Nandi barely heard Ji-soo's admonishment as she rifled through another stack of carefully preserved letters.

Light streaming through the paper screens illuminated the organized chaos of her office – scrolls detailing family lineages, charts mapping compatible birth dates, and most importantly, the correspondence network she'd built over seven years of careful work.

"There's more requests for another match?" She pressed her fingertips against her temples, where a headache was beginning to bloom. "But the negotiations for his niece were just finalized last month. Unless—" She reached for another document, her sleeve catching on the edge of an inkstone.

Ji-soo lunged forward, saving the precious stone before it could topple. "My lady, when did you last eat? And don't tell me about the rice cake I brought at dawn. I saw you feed it to that mangey cat that haunts the garden."

"I'm not hungry." Nandi pushed aside a stack of horoscopes, their delicate paper rustling like autumn leaves. "The Kim family's second son – his birth year conflicts with—"

Kwon Ji-soo, who had been arranging tea cups with deliberate calm, shot her mistress a pointed look.

"Lady Nandi, perhaps we should take a moment to—"
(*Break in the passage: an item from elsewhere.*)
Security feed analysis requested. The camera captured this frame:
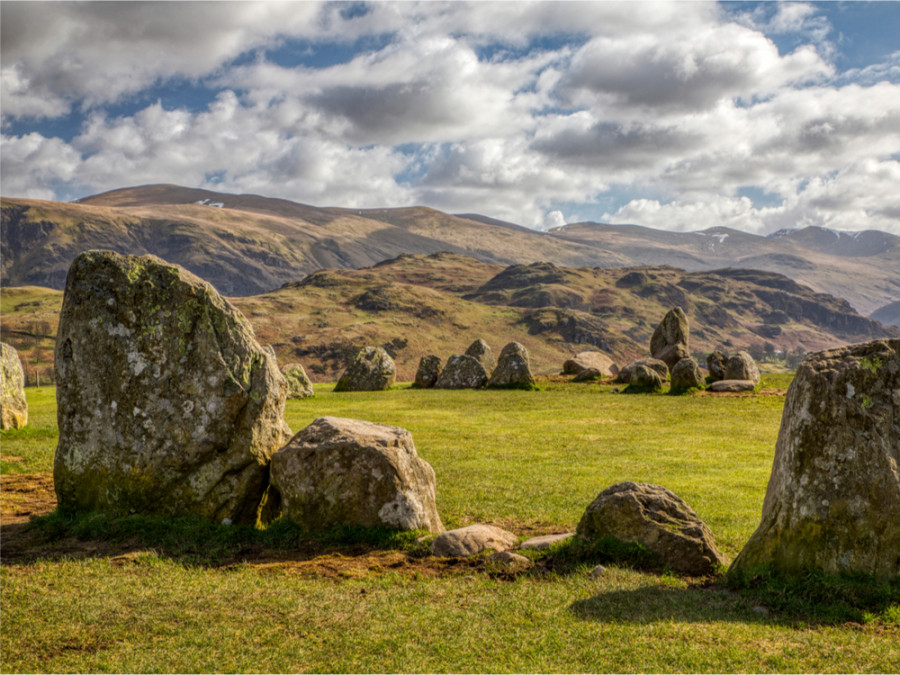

"Found it!" Nandi triumphantly held up a yellowed document, then immediately frowned. "No, this is from last spring. Where did I put the current records?"

"Breathe," Ji-soo instructed, abandoning the tea to grasp Nandi's shoulders firmly.

"Lord Yu's niece came yesterday," Nandi muttered, switching to her mother tongue as she often did when distracted. "But I can't find the lunar calculations for her prospective match—"

"Which you already memorized," Ji-soo interrupted smoothly, setting down a cup of tea with just enough force to make Nandi look up. "Along with his family history back five generations, his mother's favorite color, and probably what he had for breakfast six months ago."

Nandi couldn't help but smile. Trust Ji-soo to pierce through her anxiety with well-aimed sarcasm. The former court lady had been a gift from the crown princess three years ago – officially as an assistant, unofficially as a friend who understood what it meant to rebuild a life from ashes.

"Min-joon!" Ji-soo's voice turned sharp. "Young master, if you climb any higher on those shelves, your mother will have both our heads."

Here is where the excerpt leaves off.